Gold demand drops 17% in Q2 year-over-year

In the Lead: “Everything Has a Price”

Gold prices opened with double-digit gains on Thursday and touched $1,817.90 per ounce ahead of the New York session’s start even as the US dollar reclaimed the 74.00 level on the trade-weighted index. For a change (but not much of one) silver tried to keep in lockstep with gold but managed only a 20 cent rise out of the market’s starting gate (to $40.44).

In day-to-day reversal of fortunes, platinum and palladium declined as some profit-taking emerged in the wake of yesterday’s rallies and as the impact of demand-based apprehension made itself felt in the trading pits. The former lost $1 (quoted at $1,836) and the latter fell $5 (to $767) as the action got underway in New York.

Demand-oriented worries continued to batter industrial metals and crude oil as well at this juncture; losses of over 1.3 and up to 2% were tallied in base metals and black gold this morning, undoing yesterday’s attempts at a rally. In the background, crude oil was being hit with a 2.3% loss and was trading at $85.54 per barrel. While that price tag does not translate into $2 per gallon premium gas at your local friendly station just yet, fear not. Would be President-ess Bachmann promises such prices under her future putative leadership.

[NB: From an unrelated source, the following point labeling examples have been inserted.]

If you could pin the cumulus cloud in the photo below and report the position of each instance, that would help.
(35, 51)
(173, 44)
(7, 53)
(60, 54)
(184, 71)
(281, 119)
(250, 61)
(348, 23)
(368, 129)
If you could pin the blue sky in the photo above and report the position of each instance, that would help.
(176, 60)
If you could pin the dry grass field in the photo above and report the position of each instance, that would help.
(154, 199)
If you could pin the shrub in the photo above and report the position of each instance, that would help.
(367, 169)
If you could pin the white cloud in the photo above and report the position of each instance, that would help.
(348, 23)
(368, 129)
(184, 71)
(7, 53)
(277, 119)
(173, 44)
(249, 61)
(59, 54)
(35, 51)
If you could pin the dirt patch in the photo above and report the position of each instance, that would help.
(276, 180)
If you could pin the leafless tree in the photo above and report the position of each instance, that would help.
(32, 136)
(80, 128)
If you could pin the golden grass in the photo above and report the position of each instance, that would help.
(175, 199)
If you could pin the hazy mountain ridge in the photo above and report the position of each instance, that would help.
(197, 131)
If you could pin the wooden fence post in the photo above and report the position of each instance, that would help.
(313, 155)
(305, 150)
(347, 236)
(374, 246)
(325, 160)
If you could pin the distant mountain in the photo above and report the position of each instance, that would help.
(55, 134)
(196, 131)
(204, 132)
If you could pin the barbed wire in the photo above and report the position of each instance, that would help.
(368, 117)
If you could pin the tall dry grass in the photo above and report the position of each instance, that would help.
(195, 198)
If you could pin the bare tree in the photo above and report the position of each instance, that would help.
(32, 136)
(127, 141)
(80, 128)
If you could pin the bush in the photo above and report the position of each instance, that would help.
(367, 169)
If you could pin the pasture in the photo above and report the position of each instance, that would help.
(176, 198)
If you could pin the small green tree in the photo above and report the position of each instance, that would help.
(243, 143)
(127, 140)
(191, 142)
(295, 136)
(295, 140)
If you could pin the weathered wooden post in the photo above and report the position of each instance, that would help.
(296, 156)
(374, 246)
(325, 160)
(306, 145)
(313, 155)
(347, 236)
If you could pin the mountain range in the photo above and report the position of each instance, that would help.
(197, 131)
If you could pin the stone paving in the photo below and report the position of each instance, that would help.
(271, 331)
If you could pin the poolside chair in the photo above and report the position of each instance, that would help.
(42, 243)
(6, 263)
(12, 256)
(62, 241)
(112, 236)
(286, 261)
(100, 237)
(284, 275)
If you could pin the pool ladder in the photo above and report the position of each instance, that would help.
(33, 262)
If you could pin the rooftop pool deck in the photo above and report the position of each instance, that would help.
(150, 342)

Of course, you are not being told just how such a feat (one that befits an evening with David Copperfield in Vegas) might be achieved. Suffice it to say, economists who have read the pledge conclude that the USA might see such prices only if and when deflation was decimating its economy at full speed. What price $2 gas? Don’t even go there…

A day of losses in overseas equity markets appeared to be set to continue on this side of the globe as well as the sun rose over North America this morning. Risk aversion and a generalized malaise continue to grip the investment psyche despite any concrete event (default, downgrade) or announcement that spells “doom.”

Nevertheless, at least in Morgan Stanley’s opinion, the US and the Old World are presently hovering “dangerously close to a recession.” As Lloyd Bridges might say in a sequel to “Airplane!” today: “Looks like I picked the wrong time to embark on fiscal tightening.” The difference-this time around-might be that China could be unable to step in and “pick up the slack” as it managed to do back in 2008, as it is itself actively trying to engineer a slowdown.

Anticipation of some kind of gloom, however, is at a fever-pitch and it is translating into yet another push in gold towards the record area visited just last week, near $1,820 per ounce. Data released in the US (CPI for now, the July LEI, and existing home sales later on) also contributed to the shaping of the markets as the day’s trading got underway. Meanwhile, the Swiss National Bank continued to try to keep the fire hose at full bore on the franc by adding more liquidity (80 billion Swissies’ worth to be exact) to the banking system there. Don’t count on much success just yet.